Com foco em soluções céleres para processos complexos, o Observatório de Causas de Grande Repercussão realizou mais uma reunião nessa quarta-feira, 17 de setembro, na sede do Conselho Nacional do Ministério Público (CNMP), em Brasília. O colegiado é gerido em conjunto pelo CNMP e pelo Conselho Nacional de Justiça (CNJ).

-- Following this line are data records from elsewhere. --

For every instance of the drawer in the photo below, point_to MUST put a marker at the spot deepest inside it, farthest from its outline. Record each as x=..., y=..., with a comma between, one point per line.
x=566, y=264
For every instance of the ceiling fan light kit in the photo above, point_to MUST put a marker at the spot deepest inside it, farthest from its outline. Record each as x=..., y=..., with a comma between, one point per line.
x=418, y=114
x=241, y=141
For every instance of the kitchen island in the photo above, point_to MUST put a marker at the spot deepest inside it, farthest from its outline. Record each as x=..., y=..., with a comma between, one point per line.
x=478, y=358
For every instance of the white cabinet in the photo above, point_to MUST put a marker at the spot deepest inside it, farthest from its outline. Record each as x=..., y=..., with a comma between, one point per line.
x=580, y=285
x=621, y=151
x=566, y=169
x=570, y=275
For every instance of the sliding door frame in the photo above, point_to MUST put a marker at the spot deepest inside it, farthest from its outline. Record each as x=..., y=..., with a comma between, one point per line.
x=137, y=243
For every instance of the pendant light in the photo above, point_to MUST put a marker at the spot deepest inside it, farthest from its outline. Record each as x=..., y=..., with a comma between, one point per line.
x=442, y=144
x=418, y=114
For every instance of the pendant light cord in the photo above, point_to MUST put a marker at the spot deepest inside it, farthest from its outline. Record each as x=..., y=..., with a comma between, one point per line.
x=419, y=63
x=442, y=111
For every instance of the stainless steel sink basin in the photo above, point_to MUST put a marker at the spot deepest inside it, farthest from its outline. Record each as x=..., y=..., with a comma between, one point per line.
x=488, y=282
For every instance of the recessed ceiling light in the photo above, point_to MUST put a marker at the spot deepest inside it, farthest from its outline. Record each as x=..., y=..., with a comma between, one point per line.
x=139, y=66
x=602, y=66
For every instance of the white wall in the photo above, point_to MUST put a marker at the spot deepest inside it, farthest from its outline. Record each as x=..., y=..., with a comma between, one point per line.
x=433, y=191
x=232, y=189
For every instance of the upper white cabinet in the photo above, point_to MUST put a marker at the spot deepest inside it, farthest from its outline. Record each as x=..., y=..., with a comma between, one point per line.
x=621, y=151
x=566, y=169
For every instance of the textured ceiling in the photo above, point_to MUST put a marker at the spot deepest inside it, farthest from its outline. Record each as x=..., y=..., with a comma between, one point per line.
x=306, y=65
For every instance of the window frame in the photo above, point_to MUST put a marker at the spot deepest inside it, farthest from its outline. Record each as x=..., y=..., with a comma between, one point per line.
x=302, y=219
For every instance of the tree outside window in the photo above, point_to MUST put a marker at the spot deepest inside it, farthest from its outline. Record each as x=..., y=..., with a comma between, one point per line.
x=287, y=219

Na pauta, foram discutidos processos de adoção de crianças indígenas, demanda recorrente no Ministério Público Federal. Também houve análise de casos sobre povos indígenas, como a desocupação da terra indígena Kawahiva, no Mato Grosso, e a contaminação do povo Xikrin, no Pará.
Outro tema foi o encerramento do aterro sanitário de Marituba, único licenciado no Pará. A situação preocupa diante da Conferência da ONU sobre Mudanças Climáticas de 2025 (COP30), já que o estado está sem espaço adequado para resíduos. Também entrou em debate o georreferenciamento da Reserva Extrativista Chico Mendes, em Xapuri, no Acre.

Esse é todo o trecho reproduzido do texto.